Van Rompuy is a Belgian and European politician, who also served as Prime Minister of Belgium as a member of the Christian Democratic and Flemish party.

Brother Rene Stockman, superior general of the order, told Crux that he has “no idea what was his intention in putting that on Twitter.” For this reason, he said, he couldn’t comment further on this matter.

Pope Francis gave his personal approval to a Vatican demand that the Brothers of Charity must reverse its euthanasia policy by the end of August. Stockman, based in Rome, has been vocal in his opposition to the policy from the beginning.

“Look, there are the arguments, we cannot accept that you’re changing the policy regarding euthanasia,” he told the group in Belgium.

Stockman also asked the country’s bishops to speak out on the issue, which they did, “in line with ours, which is logical of course because otherwise it would be against the Church.”

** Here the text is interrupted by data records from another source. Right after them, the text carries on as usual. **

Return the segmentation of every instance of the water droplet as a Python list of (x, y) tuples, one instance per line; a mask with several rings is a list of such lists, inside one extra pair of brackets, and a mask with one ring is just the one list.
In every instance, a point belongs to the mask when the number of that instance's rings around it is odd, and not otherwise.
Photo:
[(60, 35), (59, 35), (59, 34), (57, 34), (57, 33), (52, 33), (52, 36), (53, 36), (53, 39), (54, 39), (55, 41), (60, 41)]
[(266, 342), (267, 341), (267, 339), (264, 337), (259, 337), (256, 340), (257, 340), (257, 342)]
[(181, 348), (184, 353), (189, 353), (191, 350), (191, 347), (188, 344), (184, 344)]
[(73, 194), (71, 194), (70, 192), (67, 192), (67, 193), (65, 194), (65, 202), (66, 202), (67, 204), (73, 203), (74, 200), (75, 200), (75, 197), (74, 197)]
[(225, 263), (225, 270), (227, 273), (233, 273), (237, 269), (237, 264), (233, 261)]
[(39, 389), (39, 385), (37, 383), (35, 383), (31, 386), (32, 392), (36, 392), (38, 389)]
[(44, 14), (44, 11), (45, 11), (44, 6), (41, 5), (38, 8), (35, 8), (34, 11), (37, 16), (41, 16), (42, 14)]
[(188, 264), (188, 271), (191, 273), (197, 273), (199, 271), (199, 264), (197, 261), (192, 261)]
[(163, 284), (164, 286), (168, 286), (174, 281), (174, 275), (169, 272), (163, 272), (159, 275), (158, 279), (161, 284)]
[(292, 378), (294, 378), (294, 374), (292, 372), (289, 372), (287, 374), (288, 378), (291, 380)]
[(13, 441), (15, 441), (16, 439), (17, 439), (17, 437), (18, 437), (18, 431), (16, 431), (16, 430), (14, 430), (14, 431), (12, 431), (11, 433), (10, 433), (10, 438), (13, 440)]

After the decision to change the policy was confirmed, he reached out to the Vatican, which had already been informed about the situation.

There are three brothers serving on the board of the Brothers of Charity Group, the organization that runs the psychiatric centers, but the eleven other members are laypeople.

The religious have been asked to sign a joint letter to their superior general declaring that they “fully support the vision of the Magisterium of the Catholic Church, which has always confirmed that human life must be respected and protected in absolute terms, from the moment of conception until its natural end.”

RELATED: Pope tells Belgian Brothers of Charity no more euthanasia for patients

Those who refuse to sign will face sanctions under canon law, while the group can expect to face legal action and even being disaffiliated with the Church if it fails to change its policy.

The request, issued at the beginning of August, and which must be fulfilled by the end of the month, hasn’t yet been answered, according to Stockman.

“They have received my request, and they will reflect on it together, the brothers and the board of trustees,” he said. However, the general meeting of the board will be towards the end of September, so the response might be delayed.

Stockman said that his “only hope” is that the matter is resolved in accordance with the Vatican’s request, which would bring the Brothers of Charity of Belgium back in line with the doctrine of the Church, “that is also the mission of the Brothers: The absolute respect of life.”

According to Stockman, the Church’s doctrine on life is very clear: “I don’t think we can make compromises on that level.”

Presently, terminating a patient’s life is legal in the Netherlands, Belgium, and Luxembourg. Helping a person kill themselves through assisted suicide is legal in Switzerland, Germany, Japan, Canada, and in a handful of states in the United States.

The Catechism of the Catholic Church is very clear on this issue, calling an act or omission which causes death in order to eliminate suffering a “murder, gravely contrary to the dignity of the human person and to the respect due to the living God.”

Paragraph 2277 of the Catechism also says that there’s no justification for putting an end to the lives of handicapped, sick or dying persons. “The error of judgment into which one can fall in good faith does not change the nature of this murderous act, which must always be forbidden and excluded.”

Looking at the growing number of countries accepting these practices, Stockman says that the Church cannot “make compromises” on the “absolute respect for life.”

“I think that the Church will continue to be a clear voice against a mentality that is growing in many countries about euthanasia and absolute self-determination, which is replacing the absolute respect for life,” he said.

This mentality, he continued, is growing worldwide, particularly in Western countries. However, “we as a Church have the duty to make very clear that we cannot make compromises on this.”